Relative roles of different types of PSC to Antarctic ozone depletion in polar spring caused by chlorine activation and denitrification

It is well known that heterogeneous reactions on the surfaces of PSC particles and denitrification of the stratosphere are the cause for Antarctic ozone depletion in polar spring, but the relative roles of different types of PSCs is an open question. We use multi-year simulations from 2005 to 2014 of the chemistry-climate model ECHAM5/MESSy Atmospheric chemistry (EMAC) to investigate the impact that various types of PSCs have on Antarctic ozone loss.
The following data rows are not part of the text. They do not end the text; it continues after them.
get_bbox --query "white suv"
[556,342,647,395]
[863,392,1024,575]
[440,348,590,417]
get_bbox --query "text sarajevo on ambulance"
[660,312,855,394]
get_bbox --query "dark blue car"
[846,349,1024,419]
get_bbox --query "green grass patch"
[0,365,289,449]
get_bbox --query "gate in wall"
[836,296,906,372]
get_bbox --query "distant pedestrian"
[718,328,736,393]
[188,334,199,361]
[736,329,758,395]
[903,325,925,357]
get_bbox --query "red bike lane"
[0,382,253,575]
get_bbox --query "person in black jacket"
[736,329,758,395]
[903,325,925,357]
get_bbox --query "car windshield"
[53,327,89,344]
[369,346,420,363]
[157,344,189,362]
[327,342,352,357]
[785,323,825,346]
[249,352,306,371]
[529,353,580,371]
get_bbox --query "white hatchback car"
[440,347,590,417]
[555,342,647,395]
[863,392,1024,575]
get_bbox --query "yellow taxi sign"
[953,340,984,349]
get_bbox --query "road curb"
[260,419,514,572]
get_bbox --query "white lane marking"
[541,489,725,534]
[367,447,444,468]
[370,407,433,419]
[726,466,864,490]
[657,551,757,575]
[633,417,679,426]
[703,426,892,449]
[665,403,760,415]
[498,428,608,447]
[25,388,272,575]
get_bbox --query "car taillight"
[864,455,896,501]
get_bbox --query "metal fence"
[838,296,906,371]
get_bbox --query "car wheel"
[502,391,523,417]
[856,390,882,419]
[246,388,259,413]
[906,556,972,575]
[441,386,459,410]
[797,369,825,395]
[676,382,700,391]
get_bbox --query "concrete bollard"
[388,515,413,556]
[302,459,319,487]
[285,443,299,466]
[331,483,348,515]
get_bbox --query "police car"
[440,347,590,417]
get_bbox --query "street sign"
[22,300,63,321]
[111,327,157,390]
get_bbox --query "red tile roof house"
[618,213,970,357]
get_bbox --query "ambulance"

One standard and three sensitivity EMAC simulations (nudged with ERA-Interim) have been performed to evaluate the contribution of liquid, NAT and ice particles to ozone depletion in Antarctic winter and spring due to chlorine activation by heterogeneous chemistry on their surfaces. In the three sensitivity simulations, we changed the heterogeneous chemistry on PSC particles by switching on and off the chemistry on liquid, NAT and ice particles. Further sensitivity simulations are performed to evaluate the contribution of NAT to Antarctic ozone depletion through denitrification of the stratosphere. With the help of these different EMAC simulations we will show the significance of liquid, NAT and ice particles to Antarctic ozone depletion caused by chlorine activation and denitrification.